Wir haben noch nie eine Person gesehen, die sich so stark wandeln konnte. Vom Strassenkämpfer und Sponti mutierte er zum Umweltminister in Turnschuhen bis zum beliebten Aussenminister. Dann folgte ein Bruch. Fischer hatte Erfolge und überstand Niederlagen. Er war für das Eingreifen der Truppen in Kosowo und wiederum vehementer Gegner deutscher Einsätze im Irak. Er wog lange 110 Kilogramm, speckte dann ab und die Oeffentlichkeit lernte ihn mit 78 Kilogramm als Marathonläufer kennen. Heute bringt er wieder mehr Pfunde auf die Waage. Fischer verabschiedete sich - im Gegensatz zu Schröder - problemlos von der Spitze der Politik und wird nun für ein Jahr Gastprofessor für die "Woodrow Wilson-School of Public and International Affairs" an der amerikanischen Elite-Universität in Princeton. Dort gibt er zuerst ein Seminar für Studienanfänger in "Internationaler Krisendiplomatie". Bei Gastprofessuren achten die Amerikaner vor allem darauf, was einer geleistet und erfahren hat. Massgebend sind nicht Abschlüsse und akademische Titel. Fischer hat sich nach oben schafft ohne Abitur. Er war sogar Schulabbrecher. Fischers Aussage entspricht seinem Wechselverhalten:

"Ich habe mein Leben geändert, ein neues Programm geschrieben und das alte weggeworfen, das ist der entscheidende Punkt."

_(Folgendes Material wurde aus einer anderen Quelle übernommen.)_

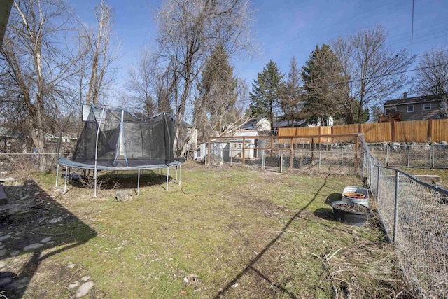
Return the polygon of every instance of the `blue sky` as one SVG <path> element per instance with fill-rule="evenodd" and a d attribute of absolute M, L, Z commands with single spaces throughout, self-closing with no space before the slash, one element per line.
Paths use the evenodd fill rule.
<path fill-rule="evenodd" d="M 119 62 L 121 79 L 136 63 L 142 47 L 153 45 L 156 28 L 153 16 L 160 0 L 109 0 L 115 13 L 115 32 L 122 43 Z M 90 0 L 72 0 L 76 13 L 93 23 Z M 412 0 L 276 0 L 253 1 L 255 36 L 260 53 L 251 61 L 232 61 L 235 75 L 250 87 L 270 59 L 284 73 L 295 56 L 302 67 L 316 44 L 329 43 L 339 36 L 381 23 L 389 32 L 388 44 L 411 52 Z M 431 47 L 448 45 L 448 0 L 414 0 L 412 54 L 421 55 Z"/>

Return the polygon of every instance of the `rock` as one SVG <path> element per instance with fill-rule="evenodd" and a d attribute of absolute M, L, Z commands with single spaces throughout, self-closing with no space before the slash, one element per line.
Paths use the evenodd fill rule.
<path fill-rule="evenodd" d="M 127 202 L 132 199 L 133 191 L 132 190 L 123 190 L 117 191 L 115 196 L 119 202 Z"/>
<path fill-rule="evenodd" d="M 51 237 L 47 237 L 45 239 L 43 239 L 41 241 L 41 243 L 48 243 L 50 241 L 51 241 Z"/>
<path fill-rule="evenodd" d="M 15 286 L 15 288 L 20 290 L 20 288 L 26 288 L 27 286 L 28 286 L 30 281 L 30 277 L 25 277 L 17 280 L 16 281 L 14 281 L 13 284 L 14 286 Z"/>
<path fill-rule="evenodd" d="M 6 236 L 1 236 L 1 237 L 0 237 L 0 242 L 4 241 L 6 239 L 9 239 L 10 237 L 11 237 L 11 236 L 10 235 L 6 235 Z"/>
<path fill-rule="evenodd" d="M 62 220 L 62 217 L 57 217 L 57 218 L 55 218 L 51 219 L 50 221 L 48 221 L 49 223 L 53 224 L 53 223 L 56 223 L 57 222 L 60 221 L 61 220 Z"/>
<path fill-rule="evenodd" d="M 13 281 L 13 279 L 10 277 L 5 277 L 0 279 L 0 286 L 6 286 L 6 284 L 10 283 Z"/>
<path fill-rule="evenodd" d="M 34 243 L 31 245 L 28 245 L 23 249 L 24 251 L 27 251 L 29 250 L 37 249 L 38 248 L 41 248 L 43 246 L 43 244 L 41 243 Z"/>
<path fill-rule="evenodd" d="M 88 293 L 89 293 L 89 291 L 90 291 L 94 285 L 95 284 L 94 284 L 92 281 L 88 281 L 83 284 L 81 286 L 78 288 L 78 291 L 75 294 L 75 297 L 79 298 L 86 295 Z"/>
<path fill-rule="evenodd" d="M 11 256 L 17 256 L 19 254 L 20 254 L 20 251 L 19 251 L 18 250 L 15 250 L 14 251 L 9 253 L 9 255 Z"/>
<path fill-rule="evenodd" d="M 90 275 L 85 275 L 81 278 L 81 281 L 85 282 L 90 279 Z"/>
<path fill-rule="evenodd" d="M 73 284 L 69 284 L 69 286 L 67 286 L 67 289 L 69 291 L 71 291 L 74 288 L 76 288 L 78 286 L 79 286 L 79 281 L 76 281 L 74 282 Z"/>

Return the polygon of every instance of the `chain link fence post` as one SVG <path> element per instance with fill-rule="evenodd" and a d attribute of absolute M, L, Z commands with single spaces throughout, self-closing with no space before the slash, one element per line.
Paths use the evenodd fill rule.
<path fill-rule="evenodd" d="M 393 213 L 393 242 L 397 239 L 397 230 L 398 228 L 398 194 L 400 192 L 400 173 L 395 172 L 395 207 Z"/>

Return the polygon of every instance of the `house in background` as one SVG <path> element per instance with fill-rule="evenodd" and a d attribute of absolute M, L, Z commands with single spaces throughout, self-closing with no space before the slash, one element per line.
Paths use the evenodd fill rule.
<path fill-rule="evenodd" d="M 379 122 L 440 119 L 440 111 L 446 105 L 447 95 L 424 95 L 386 101 Z"/>

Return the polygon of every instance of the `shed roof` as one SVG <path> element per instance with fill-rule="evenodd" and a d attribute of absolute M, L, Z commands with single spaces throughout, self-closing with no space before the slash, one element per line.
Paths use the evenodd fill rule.
<path fill-rule="evenodd" d="M 384 106 L 396 105 L 409 105 L 410 104 L 429 103 L 440 100 L 444 95 L 430 95 L 419 97 L 402 97 L 401 99 L 389 99 L 384 102 Z"/>

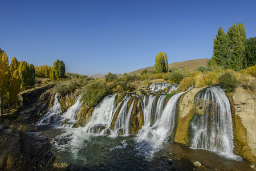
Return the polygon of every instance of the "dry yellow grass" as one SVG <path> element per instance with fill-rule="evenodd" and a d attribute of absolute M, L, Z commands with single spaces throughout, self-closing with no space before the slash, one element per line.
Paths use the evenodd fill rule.
<path fill-rule="evenodd" d="M 169 70 L 170 69 L 173 69 L 173 68 L 185 68 L 185 66 L 188 67 L 188 70 L 192 72 L 198 66 L 206 66 L 207 64 L 207 61 L 209 60 L 209 59 L 204 58 L 204 59 L 194 59 L 194 60 L 189 60 L 184 62 L 174 62 L 172 63 L 169 63 L 168 64 Z M 133 75 L 135 73 L 139 73 L 140 74 L 141 71 L 143 70 L 148 70 L 151 71 L 155 71 L 155 66 L 149 67 L 147 68 L 141 68 L 140 70 L 137 70 L 131 72 L 129 72 L 128 74 L 132 75 Z"/>

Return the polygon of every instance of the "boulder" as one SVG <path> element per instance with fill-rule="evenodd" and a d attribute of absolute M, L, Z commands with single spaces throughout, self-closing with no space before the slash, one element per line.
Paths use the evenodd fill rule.
<path fill-rule="evenodd" d="M 201 167 L 201 166 L 202 165 L 199 161 L 196 161 L 193 164 L 196 167 Z"/>
<path fill-rule="evenodd" d="M 0 170 L 47 170 L 52 168 L 55 157 L 52 144 L 43 132 L 25 132 L 19 135 L 0 125 Z"/>

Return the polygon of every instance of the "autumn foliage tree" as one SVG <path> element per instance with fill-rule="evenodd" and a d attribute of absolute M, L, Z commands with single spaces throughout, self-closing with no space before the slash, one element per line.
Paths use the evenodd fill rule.
<path fill-rule="evenodd" d="M 155 68 L 156 73 L 168 72 L 168 61 L 165 52 L 159 52 L 156 56 Z"/>
<path fill-rule="evenodd" d="M 18 66 L 19 63 L 16 58 L 13 57 L 10 64 L 10 79 L 8 87 L 8 114 L 10 113 L 11 104 L 14 104 L 18 101 L 18 94 L 21 87 Z"/>
<path fill-rule="evenodd" d="M 3 112 L 3 101 L 6 100 L 10 77 L 8 57 L 5 51 L 1 53 L 0 59 L 0 116 Z"/>
<path fill-rule="evenodd" d="M 31 74 L 29 64 L 22 60 L 19 66 L 19 76 L 21 78 L 21 89 L 30 85 Z"/>

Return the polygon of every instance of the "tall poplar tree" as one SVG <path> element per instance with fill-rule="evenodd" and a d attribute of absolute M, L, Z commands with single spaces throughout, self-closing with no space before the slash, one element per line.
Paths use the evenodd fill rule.
<path fill-rule="evenodd" d="M 54 71 L 56 79 L 58 79 L 59 78 L 59 59 L 58 59 L 56 62 L 54 62 L 53 70 Z"/>
<path fill-rule="evenodd" d="M 21 87 L 21 80 L 19 73 L 19 63 L 16 58 L 13 57 L 10 64 L 10 80 L 8 87 L 8 114 L 11 104 L 18 101 L 18 94 Z"/>
<path fill-rule="evenodd" d="M 21 77 L 21 89 L 30 85 L 30 70 L 29 64 L 25 61 L 21 61 L 19 65 L 19 76 Z"/>
<path fill-rule="evenodd" d="M 155 68 L 156 73 L 168 72 L 168 61 L 165 52 L 159 52 L 155 58 Z"/>
<path fill-rule="evenodd" d="M 55 81 L 57 79 L 56 78 L 55 71 L 53 66 L 51 67 L 51 71 L 50 71 L 50 79 L 51 81 Z"/>
<path fill-rule="evenodd" d="M 10 76 L 8 56 L 5 51 L 1 53 L 0 60 L 0 116 L 3 115 L 4 98 L 6 96 Z"/>
<path fill-rule="evenodd" d="M 62 60 L 59 61 L 59 78 L 65 77 L 65 64 Z"/>
<path fill-rule="evenodd" d="M 218 34 L 214 40 L 213 43 L 213 60 L 218 66 L 227 67 L 228 59 L 227 49 L 229 46 L 229 36 L 220 27 L 218 30 Z"/>
<path fill-rule="evenodd" d="M 245 68 L 256 64 L 256 37 L 250 38 L 245 41 Z"/>

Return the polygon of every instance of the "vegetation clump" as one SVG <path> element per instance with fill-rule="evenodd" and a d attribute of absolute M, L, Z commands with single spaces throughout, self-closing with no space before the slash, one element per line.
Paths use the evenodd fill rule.
<path fill-rule="evenodd" d="M 225 72 L 219 78 L 220 84 L 227 92 L 234 92 L 237 86 L 238 80 L 236 77 L 230 72 Z"/>
<path fill-rule="evenodd" d="M 190 73 L 185 70 L 175 70 L 169 74 L 169 79 L 174 83 L 180 83 L 184 78 L 190 75 Z"/>
<path fill-rule="evenodd" d="M 165 52 L 159 52 L 156 56 L 155 68 L 156 73 L 168 72 L 168 61 Z"/>
<path fill-rule="evenodd" d="M 194 84 L 194 78 L 192 77 L 186 77 L 184 78 L 180 83 L 178 88 L 181 91 L 185 91 L 188 88 Z"/>
<path fill-rule="evenodd" d="M 95 106 L 105 95 L 110 93 L 109 87 L 105 83 L 91 81 L 83 90 L 80 101 L 89 106 Z"/>

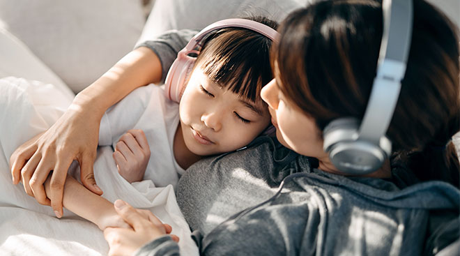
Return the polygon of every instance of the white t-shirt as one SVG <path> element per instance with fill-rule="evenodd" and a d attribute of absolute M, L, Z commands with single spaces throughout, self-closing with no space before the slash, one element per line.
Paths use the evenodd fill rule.
<path fill-rule="evenodd" d="M 173 151 L 174 134 L 179 123 L 179 105 L 167 99 L 163 88 L 153 84 L 134 90 L 109 108 L 100 122 L 99 146 L 115 145 L 130 129 L 144 130 L 151 156 L 144 179 L 158 187 L 176 187 L 185 170 Z"/>

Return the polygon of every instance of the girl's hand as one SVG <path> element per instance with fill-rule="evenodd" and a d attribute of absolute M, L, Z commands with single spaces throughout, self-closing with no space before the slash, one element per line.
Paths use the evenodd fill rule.
<path fill-rule="evenodd" d="M 96 110 L 89 109 L 82 111 L 75 98 L 49 129 L 21 145 L 10 158 L 13 184 L 22 181 L 26 193 L 40 204 L 51 204 L 57 217 L 63 214 L 64 183 L 74 160 L 79 163 L 83 185 L 94 193 L 102 193 L 94 179 L 93 164 L 103 112 L 98 115 Z M 52 170 L 51 190 L 47 194 L 43 183 Z"/>
<path fill-rule="evenodd" d="M 110 246 L 109 255 L 132 255 L 149 241 L 171 233 L 171 226 L 162 223 L 151 212 L 137 210 L 119 199 L 114 204 L 116 212 L 132 228 L 104 229 L 104 236 Z M 176 236 L 171 236 L 178 241 Z"/>
<path fill-rule="evenodd" d="M 150 159 L 150 147 L 144 131 L 128 130 L 116 143 L 113 156 L 122 177 L 130 183 L 141 181 Z"/>

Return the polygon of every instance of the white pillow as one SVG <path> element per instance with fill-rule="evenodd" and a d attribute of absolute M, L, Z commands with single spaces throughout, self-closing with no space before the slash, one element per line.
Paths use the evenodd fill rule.
<path fill-rule="evenodd" d="M 0 0 L 0 26 L 77 93 L 132 50 L 141 1 Z"/>
<path fill-rule="evenodd" d="M 137 41 L 141 43 L 169 29 L 200 30 L 220 20 L 262 15 L 280 22 L 291 11 L 312 0 L 156 0 Z"/>

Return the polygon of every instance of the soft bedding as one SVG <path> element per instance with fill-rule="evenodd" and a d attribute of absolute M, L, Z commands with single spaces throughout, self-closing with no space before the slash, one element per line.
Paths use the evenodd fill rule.
<path fill-rule="evenodd" d="M 109 248 L 95 225 L 64 211 L 57 219 L 49 206 L 40 205 L 21 185 L 11 182 L 8 160 L 14 150 L 45 131 L 71 102 L 56 86 L 13 77 L 0 80 L 0 255 L 100 255 Z M 198 255 L 190 231 L 176 202 L 171 186 L 155 188 L 151 181 L 129 183 L 117 172 L 110 146 L 100 147 L 94 165 L 103 197 L 121 198 L 148 209 L 171 225 L 184 255 Z M 69 174 L 79 179 L 74 162 Z"/>

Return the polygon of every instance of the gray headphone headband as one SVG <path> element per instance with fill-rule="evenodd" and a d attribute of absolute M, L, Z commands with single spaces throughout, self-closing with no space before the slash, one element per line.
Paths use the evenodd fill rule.
<path fill-rule="evenodd" d="M 406 73 L 412 36 L 412 0 L 383 0 L 383 31 L 377 75 L 362 121 L 339 118 L 323 130 L 323 149 L 339 170 L 364 174 L 380 168 L 391 153 L 385 136 Z"/>
<path fill-rule="evenodd" d="M 360 127 L 360 139 L 378 144 L 386 133 L 399 96 L 411 47 L 412 0 L 383 0 L 383 33 L 377 75 Z"/>

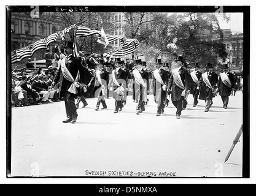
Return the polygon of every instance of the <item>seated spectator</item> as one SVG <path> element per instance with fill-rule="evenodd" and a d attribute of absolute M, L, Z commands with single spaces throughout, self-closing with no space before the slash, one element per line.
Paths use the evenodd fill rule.
<path fill-rule="evenodd" d="M 37 92 L 35 89 L 32 89 L 31 86 L 27 83 L 28 78 L 26 76 L 22 77 L 22 80 L 20 81 L 20 86 L 27 92 L 28 96 L 31 96 L 32 97 L 34 105 L 39 105 L 39 102 L 42 100 L 42 97 L 41 97 L 39 94 Z M 38 99 L 38 102 L 37 101 L 37 98 Z"/>
<path fill-rule="evenodd" d="M 31 62 L 31 59 L 29 58 L 28 59 L 28 62 L 26 64 L 26 69 L 33 69 L 34 68 L 33 64 Z"/>
<path fill-rule="evenodd" d="M 42 80 L 44 78 L 44 76 L 40 75 L 34 77 L 34 81 L 32 83 L 32 88 L 34 89 L 39 95 L 42 96 L 42 104 L 48 104 L 49 102 L 47 102 L 47 100 L 50 92 L 45 89 L 45 86 L 42 85 L 42 82 L 39 80 L 39 78 Z"/>

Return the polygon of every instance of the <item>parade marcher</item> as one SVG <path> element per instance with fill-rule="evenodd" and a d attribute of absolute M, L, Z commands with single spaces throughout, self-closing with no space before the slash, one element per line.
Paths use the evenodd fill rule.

Sein Wechselverhalten spiegelt sich auch im Umgang mit seinen Ehefrauen. Er war vier Mal verheiratet und ist es derzeit ein fünftes Mal. Wer weiss: Vielleicht überraschte er plötzlich durch seine Treue bis ans Lebensende.

Auch rhetorisch gesehen, haben wir einen unterschiedlichen Joschka Fischer erlebt und anlysiert. Wir sahen oft einen Politiker der überzeugen konnte, dann hat uns aber Joschka Fischer immer wieder enttäuscht, wenn er ins Quasseln kam und lange "schön" reden konnte ohne tatsächlich etwas zu sagen.